Juan Marsé en su cine de barrio
No fue un novelista social o un escritor de denuncia. Iba a su bola. Entendió desde el principio que el séptimo arte no era solo técnica narrativa
Pronto hará 15 días que murió Juan Marsé. Me sumo al coro de los que han llorado la pérdida del amigo, pero ahora que la conmoción va menguando, me gustaría decir algo sobre el escritor.
Desde una perspectiva historicista, la cosa no es fácil. Por edad, Juan Marsé hizo de puente, o de eslabón, entre la generación de los Benet, García Hortelano y Ferlosio y la mía. Por razones geográficas, sus contemporáneos y amigos fueron sobre todo poetas de Barcelona: Jaime Gil de Biedma, Carlos Barral, José Agustín Goytisolo. En este grupo, Juan Marsé era un desclasado, aunque desde el punto de vista literario las diferencias de clase en España no suelen ser relevantes, porque la educación, especialmente la de aquellos años, era muy igualitaria: todos salíamos del colegio sin haber aprendido nada. Por lo demás, la obra de Juan Marsé hunde sus raíces en el mundo de la marginación y el proletariado de un modo más aparente que real. En mi opinión, Marsé no fue lo que se suele llamar un novelista social o un escritor de denuncia. Iba a su bola.
No hay que ser muy perspicaz para detectar la influencia del cine en la obra de Marsé. Explicar el mecanismo de traslación ya no es tan fácil.

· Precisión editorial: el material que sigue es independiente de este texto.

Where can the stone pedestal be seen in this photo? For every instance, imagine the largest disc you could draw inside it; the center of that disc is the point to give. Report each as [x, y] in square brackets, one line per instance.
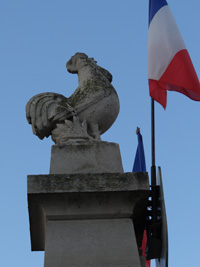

En un artículo reciente (Babelia, 25 de julio) Antonio Muñoz Molina desarrollaba esta tesis con el acierto de quien sabe de lo que está hablando. Añado ahora una observación para corroborarla. Muchas novelas de Marsé fueron llevadas al cine. Ver o volver a ver en la actualidad esas películas demuestra el peligro a que se expone el que cree ingenuamente que Marsé contaba aventis, es decir, que sus historias podían pasar tal cual a la pantalla. La palabra aventi ya debería avisar del doble juego: la inocencia impostada y la disimulada sofisticación. Al contar la peripecia se pierde lo esencial.
Con el instinto de un narrador nato, Marsé entendió desde el primer momento que el cine, especialmente su cine, es decir, el de los años dorados de Hollywood, no era sólo una técnica narrativa, sino muchas cosas más y que contar por contar no basta.
Trataré de aclarar lo que intento decir con un ejemplo al alcance de todos. En una película tan paradigmática como Casablanca, el argumento no se sostiene por ningún lado: ningún espectador entiende quién manda en Casablanca; nadie sabe qué fue a hacer Rick a la Guerra Civil española acompañado de un pianista negro; nadie sabe por qué Victor Laszlo, que parece tonto, es tan peligroso, y, por supuesto, nunca existieron unos salvoconductos irrevocables, y menos con el nombre del beneficiario en blanco. Sin embargo, es difícil escapar a la fascinación de esa historia pueril de amor, intriga y heroísmo, y frases como “Siempre nos quedará París” o “Éste es el comienzo de una hermosa amistad” nos acompañan toda la vida, aunque no quieran decir nada. Porque todo eso, improbable y ridículo, fue en su momento el romanticismo del pobre, y todos los niños de aquella época, en España, éramos pobres, al margen del poder adquisitivo de nuestros respectivos hogares.
Este raro efecto de la imagen que perdura en la memoria, desvinculada de la realidad, es el mundo de Marsé. El que él habitaba y el que supo transmitirnos de un modo tan auténtico, que surte efecto en cualquier parte del mundo, sean cuales sean las circunstancias personales del lector. En la escueta escenografía de su barrio y con un elenco de perdedores, Marsé contó una y otra vez el pequeño drama universal y eterno de comprobar que las imágenes del cine son muy frágiles cuando topan con la cruda realidad. O cuando uno se hace mayor y descubre que no nos queda París, que las amistades se diluyen cuando van mal dadas y que el cine de barrio ya ha cerrado y no volverá a dar sesiones dobles.